Stress doesn’t happen just in the mind. Stress engages every system of the body, influencing it and often translating into worsened symptoms, which then produce more stress. Unresolved emotional issues can also cause or worsen stress.
You can break this unhealthy mind/body feedback loop by spiritual means. After years of looking for ways to approach life in a healthy way, I learned to combine several techniques into one method, which I call breath prayers. They’ve become a powerful force in my journey with chronic illness. With them, I find I can spiritually transcend my circumstances.
Breath prayer techniques combine many proven psychodynamic approaches to health with a spiritual element. They offer meditation and deep muscle relaxation, breathing exercises, and affirmations. They fit in with such methods as thought-stopping, distraction therapy, and anxiety management training.
Here’s how I do them: I take an affirmation that connects my spirit to my higher spirit as a prayer, and I repeat it as I exhale in a "perfect breath." This yoga breathing technique that harmonizes mind and body involves inhaling and exhaling in a one-to-two ratio. Inhale through the nose counting to three. Hold the breath as long as it’s comfortable. Exhale through the mouth to a count of six. Use the abdominal muscles to pull the breath deep down into the gut. Once again, hold the breath as long as it is comfortable.
The affirmations need to be about seven syllables -- give or take a few -- to fit comfortably in the exhalation of a perfect breath. Repeat the affirmation every time you exhale.

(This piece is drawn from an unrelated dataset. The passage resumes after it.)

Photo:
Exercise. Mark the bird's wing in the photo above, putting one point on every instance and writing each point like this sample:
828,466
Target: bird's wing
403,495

For me, the most meaningful affirmations are found in the Bible. You can find your own in the many books of daily affirmations now available in bookstores. Some of them are specifically aimed at certain segments of the population, such as teens or parents. One of the breath prayers that I use most regularly is: "Your perfect love casts out my fear" (1 John 4:18).
I use breath prayers as my mantra for a period of anywhere from 20 to 60 minutes of deep relaxation and meditation a day. It trains my mind, body, and spirit to relax and gives me a positive, conditioned reflex. After that, my mind, body, and spirit are trained to relax at the signal of the breath prayer no matter where I am or what I am doing.
I repeat this breath prayer on waking, throughout the day, and when falling asleep that night, on the exhaling of each breath. The unconscious mind is most accessible to the conscious mind when falling asleep, on waking, and during deep meditative relaxation. Repeating breath prayers during these times will help replace obsessive negative thoughts and rewrite the unhealthy scripts of my unconscious mind. It’s a mind/body/spirit workout!
Kathleen S. Lewis, RN, MS, CMP, LPC, is author of Celebrate Life: New Attitudes for Living with Chronic Illness, from which this article was adapted.